トライボコーティング技術研究会は12月13日、東京都江東区の東京都立産業技術研究センター(都産技研)で、「令和元年度 第4回研究会」を開催した。
当日は、大森 整会長(理化学研究所)の開会挨拶に続いて以下のとおり講演がなされた。
「フラーレンの潤滑特性とメカニズム」近藤邦夫氏(昭和電工)…炭素原子のみからなるクラスター型分子であるフラーレンの特徴から諸特性、用途などを紹介し、主として潤滑特性について解説した。フラーレンを潤滑油に添加した効果として、低荷重の摩擦試験では摩擦抵抗が半分以下になるとした。また、中荷重の摩擦試験では基材の摩耗を1/20に抑制。高荷重の摩擦試験では市販の油に添加することにより焼付きを防止することから、より低粘度油が使用できると紹介した。潤滑メカニズムとしては、摺動面にフラーレン単分子よりも大きなサイズの構造体が存在するのではないかと推測した。
「都産技研における航空機関連の取り組みについて」福田良司氏(都産技研)…都産技研では、2017年12月に「航空機産業支援室」を開設。航空機の製造や開発に求められる国際規格に対応する試験設備を導入し、共同開発を通じて航空機産業への参入を目指す中小企業を支援している。
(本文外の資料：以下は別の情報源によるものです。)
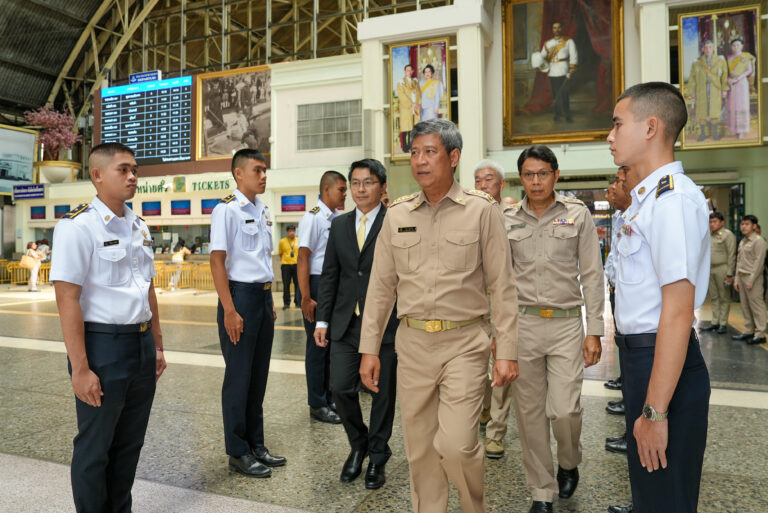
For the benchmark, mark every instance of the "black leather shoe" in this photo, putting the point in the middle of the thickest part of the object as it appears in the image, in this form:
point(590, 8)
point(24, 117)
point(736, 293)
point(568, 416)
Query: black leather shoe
point(262, 454)
point(353, 466)
point(567, 481)
point(325, 414)
point(248, 465)
point(540, 507)
point(616, 409)
point(375, 476)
講演では、ASTM18(ロックウェル硬さ試験)やASTM E384(マイクロビッカーズ硬さ試験)、ASTM B117(塩水噴霧試験)、FAR 25.853(燃焼性試験)などの国際規格に対応した設備を導入していることや、ASTM E384とASTM18についてはJIS Q 9100に適合した依頼試験として利用できることを紹介した。
講演に続いて、都産技研内の航空機産業支援室の見学会が行われ、航空機部品に適用されるASTM規格やFAR規格に対応した試験機、中小企業と共同研究を行い完成した航空機部品の製造技術の紹介などを行った。
次回研究会は来年2月28日、東京都板橋区の板橋区立グリーンホールで開催される「第22回トライボコーティングの現状と将来」として行われる予定。